The issue of provincial versus federal jurisdiction is as old as the country. The question of whether a law is intra vires or ultra vires has always been a healthy industry for the legal profession and certainly has kept the judiciary busy.
When the storm erupted over this issue last year the then minister of Canadian heritage stated, as was reported by the press, that this was a matter of provincial jurisdiction. He then a few days later acknowledged that broadcasting was four square within federal jurisdiction.
We must remember that cable companies as federally regulated undertakings can claim immunity from provincial laws, especially consumer protection laws. Quebec has a consumer protection act which would appear to forbid the practice. In section 5 of that act the following are exempt from the application of the title on contract regarding goods and services: contracts regarding any telecommunication service supplied by an operating company within the meaning of section 2.
Professor Hudson Janisch in an interview with the Ottawa Citizen January 7, 1995 noted that provinces are free to control commerce but they lose that control. Quebec acknowledged that in section 5 when it comes to federally regulated industries such as cable.
Professor Janisch, an expert and professor in regulatory law at the University of Toronto, pointed out that the Broadcasting Act instructs the CRTC to protect consumers as set out section 3 of that act.
There are a number of underlying factors we must realize. Consumer protection is not clearly federal, it is not clearly provincial. The federal government has jurisdiction over cable television pursuant to its powers. Consumer protection legislation, whether enacted by the federal or provincial governments, usually provides a remedy. This bill does not provide a remedy. Proposed Bill C-216 does not provide this remedy to consumers because clearly it is not consumer protection legislation.

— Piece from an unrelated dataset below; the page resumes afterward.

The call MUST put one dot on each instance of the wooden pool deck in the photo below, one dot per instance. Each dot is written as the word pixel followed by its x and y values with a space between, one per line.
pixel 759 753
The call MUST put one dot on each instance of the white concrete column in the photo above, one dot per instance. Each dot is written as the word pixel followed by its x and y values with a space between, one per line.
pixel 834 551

The CRTC does not prohibit cable companies from using negative option billing, we all know that, to sell new discretionary services because it does not regulate discretionary services. It could regulate discretionary services but it has decided not to do so.

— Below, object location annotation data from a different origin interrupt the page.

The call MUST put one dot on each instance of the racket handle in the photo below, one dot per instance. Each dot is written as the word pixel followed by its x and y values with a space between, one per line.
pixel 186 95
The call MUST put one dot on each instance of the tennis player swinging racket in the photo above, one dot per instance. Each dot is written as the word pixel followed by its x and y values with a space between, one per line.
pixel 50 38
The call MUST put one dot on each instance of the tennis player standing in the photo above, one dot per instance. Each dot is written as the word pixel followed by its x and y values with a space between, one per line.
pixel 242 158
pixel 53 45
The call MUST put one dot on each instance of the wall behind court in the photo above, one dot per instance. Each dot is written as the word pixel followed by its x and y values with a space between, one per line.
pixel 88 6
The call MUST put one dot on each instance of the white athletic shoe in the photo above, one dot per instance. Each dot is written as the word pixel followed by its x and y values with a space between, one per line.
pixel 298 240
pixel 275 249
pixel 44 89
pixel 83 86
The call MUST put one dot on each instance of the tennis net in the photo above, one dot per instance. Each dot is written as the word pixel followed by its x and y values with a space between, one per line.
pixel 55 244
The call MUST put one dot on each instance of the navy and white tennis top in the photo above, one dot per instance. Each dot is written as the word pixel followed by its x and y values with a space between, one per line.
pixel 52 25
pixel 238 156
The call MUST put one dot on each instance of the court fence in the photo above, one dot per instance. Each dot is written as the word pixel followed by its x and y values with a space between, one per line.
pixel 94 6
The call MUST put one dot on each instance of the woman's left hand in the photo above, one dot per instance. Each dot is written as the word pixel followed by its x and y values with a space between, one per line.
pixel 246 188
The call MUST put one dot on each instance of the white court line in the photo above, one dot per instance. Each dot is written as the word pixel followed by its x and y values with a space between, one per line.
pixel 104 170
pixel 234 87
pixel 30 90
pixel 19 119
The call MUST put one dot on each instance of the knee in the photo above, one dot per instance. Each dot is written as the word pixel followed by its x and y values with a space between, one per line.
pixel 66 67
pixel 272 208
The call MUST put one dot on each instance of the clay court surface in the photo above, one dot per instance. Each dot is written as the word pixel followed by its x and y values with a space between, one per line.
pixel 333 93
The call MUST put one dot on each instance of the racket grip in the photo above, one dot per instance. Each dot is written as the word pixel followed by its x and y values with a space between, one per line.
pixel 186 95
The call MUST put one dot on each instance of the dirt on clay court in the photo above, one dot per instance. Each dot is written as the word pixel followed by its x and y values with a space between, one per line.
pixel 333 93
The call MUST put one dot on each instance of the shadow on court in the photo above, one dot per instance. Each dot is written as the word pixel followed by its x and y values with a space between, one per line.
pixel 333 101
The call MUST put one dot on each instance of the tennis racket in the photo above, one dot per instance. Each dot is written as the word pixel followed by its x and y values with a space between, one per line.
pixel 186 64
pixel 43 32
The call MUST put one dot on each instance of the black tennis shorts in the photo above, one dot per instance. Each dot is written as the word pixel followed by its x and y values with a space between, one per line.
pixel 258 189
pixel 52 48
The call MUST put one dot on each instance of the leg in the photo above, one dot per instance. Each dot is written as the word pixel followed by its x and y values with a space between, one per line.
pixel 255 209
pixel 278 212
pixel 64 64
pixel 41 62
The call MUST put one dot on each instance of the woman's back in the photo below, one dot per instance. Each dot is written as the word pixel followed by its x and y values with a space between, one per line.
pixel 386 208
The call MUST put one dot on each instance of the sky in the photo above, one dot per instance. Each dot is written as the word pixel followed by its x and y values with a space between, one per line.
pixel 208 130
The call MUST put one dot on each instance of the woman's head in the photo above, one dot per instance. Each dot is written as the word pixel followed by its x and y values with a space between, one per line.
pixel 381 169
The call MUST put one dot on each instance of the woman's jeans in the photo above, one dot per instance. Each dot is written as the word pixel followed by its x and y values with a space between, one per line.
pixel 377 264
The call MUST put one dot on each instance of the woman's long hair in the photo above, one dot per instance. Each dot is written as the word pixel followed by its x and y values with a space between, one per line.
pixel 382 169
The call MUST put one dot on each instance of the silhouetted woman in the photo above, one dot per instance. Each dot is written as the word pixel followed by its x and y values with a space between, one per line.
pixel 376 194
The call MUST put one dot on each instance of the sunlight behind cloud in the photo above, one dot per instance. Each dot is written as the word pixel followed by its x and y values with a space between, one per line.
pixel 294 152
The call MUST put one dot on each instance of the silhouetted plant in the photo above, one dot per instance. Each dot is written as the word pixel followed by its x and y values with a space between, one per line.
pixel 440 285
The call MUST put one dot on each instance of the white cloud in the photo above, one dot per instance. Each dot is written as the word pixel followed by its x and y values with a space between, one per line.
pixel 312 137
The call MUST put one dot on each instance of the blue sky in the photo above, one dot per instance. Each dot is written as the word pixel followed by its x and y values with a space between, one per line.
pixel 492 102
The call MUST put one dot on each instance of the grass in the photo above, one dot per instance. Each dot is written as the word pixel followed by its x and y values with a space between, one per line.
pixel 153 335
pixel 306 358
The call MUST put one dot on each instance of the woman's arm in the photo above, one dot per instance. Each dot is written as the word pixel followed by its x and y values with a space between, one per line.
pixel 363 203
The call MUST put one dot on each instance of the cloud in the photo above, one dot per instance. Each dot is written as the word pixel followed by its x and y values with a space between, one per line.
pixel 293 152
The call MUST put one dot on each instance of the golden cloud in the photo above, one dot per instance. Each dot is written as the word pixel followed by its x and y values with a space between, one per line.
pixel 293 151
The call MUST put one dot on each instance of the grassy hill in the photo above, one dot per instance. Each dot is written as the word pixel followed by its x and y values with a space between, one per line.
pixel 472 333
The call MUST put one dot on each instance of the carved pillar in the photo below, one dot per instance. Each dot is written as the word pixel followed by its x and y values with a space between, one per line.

Instead it informs cable operators that it expects them to notify subscribers when they will be given new services and how to opt out if they wish. The CRTC is required by section 5 to regulate and supervise all aspects of the Canadian broadcasting system with a view to implementing the broadcasting policy set out in section 3(1).
We know that cable companies have used negative option billing. There are 40 applicants which now want to get on the system and enter the homes of Canadians. There is a new method by which cable providers could still slide those services in without using negative option billing. If we assume there are four new channels, they will provide these services free for six or eight or twelve months and then will apply for a rate increase. We have the opportunity by this bill to stop these hybrid variations on negative option billing.
There will be those who say this bill is not necessary. I have heard representations from public servants who maintain this legislation is not necessary; it can be done by regulation, it can be done by ministerial directive, it can be done by all sorts of methods. We know that regulation changes. Regulation is not law. It is not in a statute. All of us know that ministers come and go and that ministerial directives can easily be changed.
The only assurance anyone could possibly give would be that there is no assurance at the moment unless Bill C-216 is passed. We must embody in statute, in the Broadcasting Act, that this practice is policy in this country. On behalf of Canadian consumers we must be willing to build a firewall between the CRTC and the consuming public to ensure that this does not happen again, either directly as it did last year or in some other hybrid variation.